In July, now under attack by Virginia rebels, Dunmore was forced to give up the island. Virginians who arrived were appalled at the scene. “We were struck with horrour at the number of dead slave bodies, in a state of putrefaction, strewed all the way from their battery to the point, about two miles in length.“
They found others gasping for life. Some had crawled to the water’s edge to cool their fevers. In all, some 500 slaves died on the island. As in Canada, rebel soldiers carried smallpox with them, sparking more outbreaks in Virginia and Maryland. In 1778, the disease seemed to have faded away in the army thanks to Washington’s orders. Continuing through the year, the American forces went through inoculation and quarantine at West Point, Valley Forge, Alexandria, and Fairfax.
In 1779, as the theatre of war moved further south, so did smallpox. In early 1779, a British force of Hessian troops carried it through the southern colonies. Smallpox erupted in Charleston and Savannah and plagued the south for two more years. Particularly hard hit were the slaves who fled to promised freedom in General Cornwallis’ Redcoat army. This time, the British turned on the infected African Americans and forced them to return to their masters, in an attempt to spread smallpox to the American army.
As the Revolutionary War reshaped colonial America on the east coast, a very different upheaval shook the entire North American continent. In 1779, the virus moved westwards from the colonies, finding vast susceptible populations of frontier colonists and Native Americans. Trade and colonial expansion joined the army in transporting the disease. In 1779, smallpox had travelled via the Spanish Catholic missions and struck Mexico City, afflicting 44,000 and killing 18,000.
Smallpox arrived in the frontier province of Texas in 1780, where it killed over 5,025.
In a description of smallpox among the Narragansetts ‘They lie on their hard matts, the pox breaking and running one into another, their skin cleaving to the matts they lie on; when they turn them, a whole side of skin will fall off at once.‘
Smallpox launched a simultaneous attack on the plains territory by way of the Comanches, who engaged in trade with the Shoshone in Wyoming and Montana. Before long the disease appeared among the Iroquois, Cree and Blackfeet. The Shoshones transmitted the plague to the tribes of the upper Missouri River. The Sioux marauders contracted it during their assaults on those Missouri villages. The disease decimated the indigenous tribes.
While smallpox on the southern and northern plains began to wane, the epidemic, did not. Smallpox reached the northwest Pacific coast, most likely from Shoshone nomads following native trade routes down the Columbia River to the ocean. References to abandoned villages and smallpox-scarred natives can be found on different British voyages to the Pacific northwest.
From 1775 to 1782, revolutionary upheaval rocked the east coast, while smallpox wreaked its havoc from the colonies to the plains to the Pacific. From Mexico to Hudson Bay, the continent was alive with trade and tribes, and the smallpox virus followed them all and left decimated populations behind.

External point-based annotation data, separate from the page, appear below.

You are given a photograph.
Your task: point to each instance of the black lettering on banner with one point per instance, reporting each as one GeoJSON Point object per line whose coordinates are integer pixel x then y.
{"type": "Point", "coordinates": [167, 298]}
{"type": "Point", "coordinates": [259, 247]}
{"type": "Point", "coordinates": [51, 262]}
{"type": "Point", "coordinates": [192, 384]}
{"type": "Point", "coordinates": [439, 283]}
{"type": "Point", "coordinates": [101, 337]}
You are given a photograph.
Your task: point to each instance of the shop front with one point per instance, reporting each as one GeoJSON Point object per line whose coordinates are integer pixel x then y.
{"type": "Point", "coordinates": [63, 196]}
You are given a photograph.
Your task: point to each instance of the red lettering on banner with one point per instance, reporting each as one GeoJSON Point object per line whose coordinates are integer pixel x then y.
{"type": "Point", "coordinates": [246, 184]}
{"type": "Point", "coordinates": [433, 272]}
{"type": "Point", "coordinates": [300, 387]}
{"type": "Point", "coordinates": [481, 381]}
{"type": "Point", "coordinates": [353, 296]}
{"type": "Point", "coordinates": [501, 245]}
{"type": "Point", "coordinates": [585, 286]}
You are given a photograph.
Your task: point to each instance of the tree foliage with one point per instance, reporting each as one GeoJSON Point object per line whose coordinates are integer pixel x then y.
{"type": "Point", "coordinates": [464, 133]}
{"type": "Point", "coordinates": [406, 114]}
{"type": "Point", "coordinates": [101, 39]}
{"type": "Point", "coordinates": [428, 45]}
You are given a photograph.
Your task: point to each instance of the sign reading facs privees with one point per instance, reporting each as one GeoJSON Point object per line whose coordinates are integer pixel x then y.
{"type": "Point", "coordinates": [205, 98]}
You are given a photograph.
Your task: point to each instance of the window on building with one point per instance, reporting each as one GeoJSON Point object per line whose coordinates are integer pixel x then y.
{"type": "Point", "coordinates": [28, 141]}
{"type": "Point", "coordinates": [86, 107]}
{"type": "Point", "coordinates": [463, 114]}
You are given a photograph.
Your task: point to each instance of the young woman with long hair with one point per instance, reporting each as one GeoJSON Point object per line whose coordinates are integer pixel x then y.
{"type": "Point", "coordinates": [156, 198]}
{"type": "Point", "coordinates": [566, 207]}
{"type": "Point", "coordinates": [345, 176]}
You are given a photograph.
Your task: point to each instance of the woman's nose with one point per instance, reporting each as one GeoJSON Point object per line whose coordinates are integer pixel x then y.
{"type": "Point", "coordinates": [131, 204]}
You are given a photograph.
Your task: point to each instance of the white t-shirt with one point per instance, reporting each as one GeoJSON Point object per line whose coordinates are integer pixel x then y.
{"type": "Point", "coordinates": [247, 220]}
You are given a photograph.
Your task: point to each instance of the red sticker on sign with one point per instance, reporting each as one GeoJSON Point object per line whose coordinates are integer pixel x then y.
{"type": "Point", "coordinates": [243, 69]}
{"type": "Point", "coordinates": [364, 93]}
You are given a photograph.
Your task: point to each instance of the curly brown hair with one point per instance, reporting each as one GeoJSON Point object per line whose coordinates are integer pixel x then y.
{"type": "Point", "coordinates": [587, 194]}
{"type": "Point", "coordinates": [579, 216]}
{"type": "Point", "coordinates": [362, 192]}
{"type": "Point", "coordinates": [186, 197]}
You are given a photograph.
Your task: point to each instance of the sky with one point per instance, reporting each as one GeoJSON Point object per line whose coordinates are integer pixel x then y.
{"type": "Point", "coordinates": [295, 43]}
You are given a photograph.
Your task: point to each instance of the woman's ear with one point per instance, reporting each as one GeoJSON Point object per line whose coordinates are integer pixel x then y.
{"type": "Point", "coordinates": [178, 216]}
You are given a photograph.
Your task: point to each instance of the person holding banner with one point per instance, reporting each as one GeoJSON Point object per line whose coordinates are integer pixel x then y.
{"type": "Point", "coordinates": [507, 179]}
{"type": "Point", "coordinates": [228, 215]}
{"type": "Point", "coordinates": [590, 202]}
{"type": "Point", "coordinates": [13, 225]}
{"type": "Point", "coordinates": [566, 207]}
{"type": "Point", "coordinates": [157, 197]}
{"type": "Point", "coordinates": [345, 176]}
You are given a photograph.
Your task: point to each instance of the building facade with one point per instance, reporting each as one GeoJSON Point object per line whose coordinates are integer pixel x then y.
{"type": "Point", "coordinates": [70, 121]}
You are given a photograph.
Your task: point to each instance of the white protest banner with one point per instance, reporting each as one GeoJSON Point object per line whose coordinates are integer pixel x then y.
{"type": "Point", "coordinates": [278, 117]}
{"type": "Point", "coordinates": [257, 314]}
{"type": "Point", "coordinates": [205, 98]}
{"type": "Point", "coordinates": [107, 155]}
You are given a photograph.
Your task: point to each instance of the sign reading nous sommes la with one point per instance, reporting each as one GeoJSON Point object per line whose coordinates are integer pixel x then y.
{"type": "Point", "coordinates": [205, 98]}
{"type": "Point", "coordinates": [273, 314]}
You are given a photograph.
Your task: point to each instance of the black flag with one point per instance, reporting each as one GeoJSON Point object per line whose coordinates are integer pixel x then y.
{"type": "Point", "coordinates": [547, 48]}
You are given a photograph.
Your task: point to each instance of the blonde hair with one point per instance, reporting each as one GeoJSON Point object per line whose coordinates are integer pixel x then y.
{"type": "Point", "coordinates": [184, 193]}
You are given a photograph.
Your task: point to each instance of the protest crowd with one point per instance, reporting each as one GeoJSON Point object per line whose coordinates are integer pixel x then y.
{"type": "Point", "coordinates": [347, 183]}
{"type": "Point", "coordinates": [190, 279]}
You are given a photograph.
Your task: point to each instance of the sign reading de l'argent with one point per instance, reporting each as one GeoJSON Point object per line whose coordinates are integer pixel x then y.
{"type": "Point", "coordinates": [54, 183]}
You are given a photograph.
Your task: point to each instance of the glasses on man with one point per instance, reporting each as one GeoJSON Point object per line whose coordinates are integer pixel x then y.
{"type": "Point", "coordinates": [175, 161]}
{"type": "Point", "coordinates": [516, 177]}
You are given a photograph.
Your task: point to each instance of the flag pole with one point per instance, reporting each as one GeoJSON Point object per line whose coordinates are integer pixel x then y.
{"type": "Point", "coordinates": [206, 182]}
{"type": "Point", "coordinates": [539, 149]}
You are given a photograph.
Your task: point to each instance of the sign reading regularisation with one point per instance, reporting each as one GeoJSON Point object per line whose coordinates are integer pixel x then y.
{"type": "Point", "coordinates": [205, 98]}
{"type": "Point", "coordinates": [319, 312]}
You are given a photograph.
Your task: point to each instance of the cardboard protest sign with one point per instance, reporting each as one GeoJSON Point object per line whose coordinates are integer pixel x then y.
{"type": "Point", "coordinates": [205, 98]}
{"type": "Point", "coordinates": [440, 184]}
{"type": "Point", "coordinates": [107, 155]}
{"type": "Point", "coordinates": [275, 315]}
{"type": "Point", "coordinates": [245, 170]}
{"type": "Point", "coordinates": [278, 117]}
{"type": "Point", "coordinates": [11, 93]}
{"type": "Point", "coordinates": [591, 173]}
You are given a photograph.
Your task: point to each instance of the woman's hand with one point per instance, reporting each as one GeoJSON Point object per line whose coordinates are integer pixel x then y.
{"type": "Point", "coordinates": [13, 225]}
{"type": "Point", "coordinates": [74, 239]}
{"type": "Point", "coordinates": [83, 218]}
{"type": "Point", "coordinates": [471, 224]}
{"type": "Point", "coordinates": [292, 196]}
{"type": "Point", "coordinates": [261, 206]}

Cruising the northwest coastline of America in 1792, Captain George Vancouver wondered, where were all the natives? The land and sea were abundant with an unlimited supply of food, but there were few people. Instead, they found abandoned villages scattered with human skulls and bones. The conclusion was inescapable: ‘By some event, this country has been considerably depopulated!’
Nevertheless, despite the smallpox surge and the pandemic tragedy, America survived. Without the bravery and determination of 18th century doctors, inoculation and quarantines may have never gained widespread acceptance in the new United States. And without General George Washington’s decisive and unpopular inoculations, the American colonists may never have won the Revolutionary War against Britain and achieved their independence.